她从‘百福楼’后门出去,看到夜枭站在门外,她立马怒极。
“你昨日是死的吗?眼睁睁让他将我掠来,你若无能。赶紧滚回西羽去。”
夜枭耷拉着脑袋,一句辩解不敢说,直接跪到夏东珠面前。
“是臣无能,阻拦不下青城王。”
夏东珠瞧着他捂着自己的肋下,跪在地上的姿态也有些别扭,心头的怒意慢慢散了。
“你怎么了?受伤了,是他伤的你?”
夜枭摇头,“若是公主同意,我想让陛下再遣些人过来。青城王武功极高,属下没一人能拦住他,我怕公主离开南萧,他会妄加干涉。”
夏东珠头疼地揉着额头,没说话,直接就上了马车。
“先回公主府再说。”
夜枭赶紧起来将马车赶回公主府。
夏东珠赶回公主府,西就迎上来,“公主,夏大小姐又来了。”
夏东珠刚走到后院,就听到院子里传来一阵欢快的笑声。夏东珠抬头看去,就见蓝姑姑坐在房檐下缝衣裳,夏大小姐正在与大宝二宝玩‘老鹰捉小鸡’的游戏。
夏大小姐极具孩子气,逗得大宝二宝笑不停。
夏东珠眼里也浮现笑意,她快步走过去,“夏妹妹怎么有时间到我这里来了?”
夏大小姐看到她,便摸着大宝二宝的脑袋让他们去找蓝姑姑,随后迎上夏东珠。
“我有事要与公主谈。”
夏东珠意会,二人走向书房。
西就端来茶盏,夏大小姐一进书房脸子就沉下来,大有为夏东珠鸣不平的意思。
“公主,对不起,我不知殿下会突然纳李瑜为侧妃。李瑜都许了礼部尚书府的公子,殿下却蛮横地直接为李瑜退了婚,将她变成自己的女人。此事,整个京城都议论纷纷。这下青城王府算是丢尽脸了。”
夏东珠闻言没作声,她总不能跟夏大小姐提李瑜的遭遇。萧长荆这么做,完全是为了她的名声。
她浅饮了一口茶,语气淡淡,“此事既已如此,夏妹妹没必要生气,男人三妻四妾,稀疏平常。”
“公主难道不生气吗?殿下明明对你有心思,转身却娶了李瑜。你是不知道,昨日的婚礼,礼部尚书府的公子李柱直接质问殿下,殿下不但不解释,还强硬地将人赶了出去。他真是蛮横霸道,他怎么地是这样的人!”

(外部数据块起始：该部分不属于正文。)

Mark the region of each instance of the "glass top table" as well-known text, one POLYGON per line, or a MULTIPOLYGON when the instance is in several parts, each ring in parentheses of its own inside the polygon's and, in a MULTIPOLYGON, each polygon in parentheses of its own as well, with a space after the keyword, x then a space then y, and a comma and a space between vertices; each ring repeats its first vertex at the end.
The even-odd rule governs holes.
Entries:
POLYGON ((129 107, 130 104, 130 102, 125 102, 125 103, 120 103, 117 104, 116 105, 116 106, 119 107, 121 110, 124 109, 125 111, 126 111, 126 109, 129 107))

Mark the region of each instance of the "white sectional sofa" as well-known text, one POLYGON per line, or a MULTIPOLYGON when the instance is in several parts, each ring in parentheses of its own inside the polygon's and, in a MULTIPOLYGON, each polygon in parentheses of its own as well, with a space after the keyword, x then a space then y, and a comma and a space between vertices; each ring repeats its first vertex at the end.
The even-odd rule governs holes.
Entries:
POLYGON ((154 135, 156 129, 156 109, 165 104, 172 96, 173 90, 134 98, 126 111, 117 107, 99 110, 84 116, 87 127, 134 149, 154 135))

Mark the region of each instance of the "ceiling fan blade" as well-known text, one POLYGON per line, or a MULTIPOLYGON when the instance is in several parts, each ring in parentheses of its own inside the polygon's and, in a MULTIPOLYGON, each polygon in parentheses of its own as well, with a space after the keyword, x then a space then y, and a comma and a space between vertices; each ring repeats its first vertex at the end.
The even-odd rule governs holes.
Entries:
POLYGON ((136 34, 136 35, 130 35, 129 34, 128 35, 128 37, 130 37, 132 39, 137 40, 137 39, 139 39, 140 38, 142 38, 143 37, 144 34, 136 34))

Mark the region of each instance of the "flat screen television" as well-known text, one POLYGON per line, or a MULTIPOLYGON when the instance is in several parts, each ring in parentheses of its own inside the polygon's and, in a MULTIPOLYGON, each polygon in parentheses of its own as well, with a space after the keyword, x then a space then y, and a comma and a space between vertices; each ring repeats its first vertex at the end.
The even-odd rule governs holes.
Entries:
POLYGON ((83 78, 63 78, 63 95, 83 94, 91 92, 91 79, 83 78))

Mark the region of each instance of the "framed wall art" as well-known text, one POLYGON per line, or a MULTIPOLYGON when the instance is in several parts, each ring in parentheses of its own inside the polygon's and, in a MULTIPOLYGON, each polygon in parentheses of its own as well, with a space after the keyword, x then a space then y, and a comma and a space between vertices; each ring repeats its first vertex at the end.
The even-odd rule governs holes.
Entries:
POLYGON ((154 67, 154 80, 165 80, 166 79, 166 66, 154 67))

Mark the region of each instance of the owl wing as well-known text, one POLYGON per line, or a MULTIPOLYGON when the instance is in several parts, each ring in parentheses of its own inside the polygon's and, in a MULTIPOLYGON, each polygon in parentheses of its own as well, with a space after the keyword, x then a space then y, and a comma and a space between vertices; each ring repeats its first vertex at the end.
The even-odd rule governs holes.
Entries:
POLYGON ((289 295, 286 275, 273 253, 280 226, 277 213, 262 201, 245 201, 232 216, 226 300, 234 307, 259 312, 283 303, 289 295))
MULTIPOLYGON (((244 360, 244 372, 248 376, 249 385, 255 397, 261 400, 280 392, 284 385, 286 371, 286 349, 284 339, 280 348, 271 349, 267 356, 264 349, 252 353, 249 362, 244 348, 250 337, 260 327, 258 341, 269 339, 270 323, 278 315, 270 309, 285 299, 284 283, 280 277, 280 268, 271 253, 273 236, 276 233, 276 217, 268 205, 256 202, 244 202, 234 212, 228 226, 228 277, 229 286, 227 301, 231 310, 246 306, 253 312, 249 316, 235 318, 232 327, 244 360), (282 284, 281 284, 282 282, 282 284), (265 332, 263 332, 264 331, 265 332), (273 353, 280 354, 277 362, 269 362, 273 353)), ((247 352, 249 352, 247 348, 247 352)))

夏东珠瞧着夏大小姐一张小脸都气青了,显然对萧长荆失望至极。
“殿下这么做,或许有他自己的道理,以后你就会明白的。你稍安勿躁,切莫做傻事,更不要给李瑜甩脸子,王妃夹在中间会很难做。”
夏大小姐轻哼一声,“殿下若是真顾念王妃的感受,就更不该娶李瑜。他这么做,王妃也是反对的。奈何,李瑜的心思早就巴不得嫁给他。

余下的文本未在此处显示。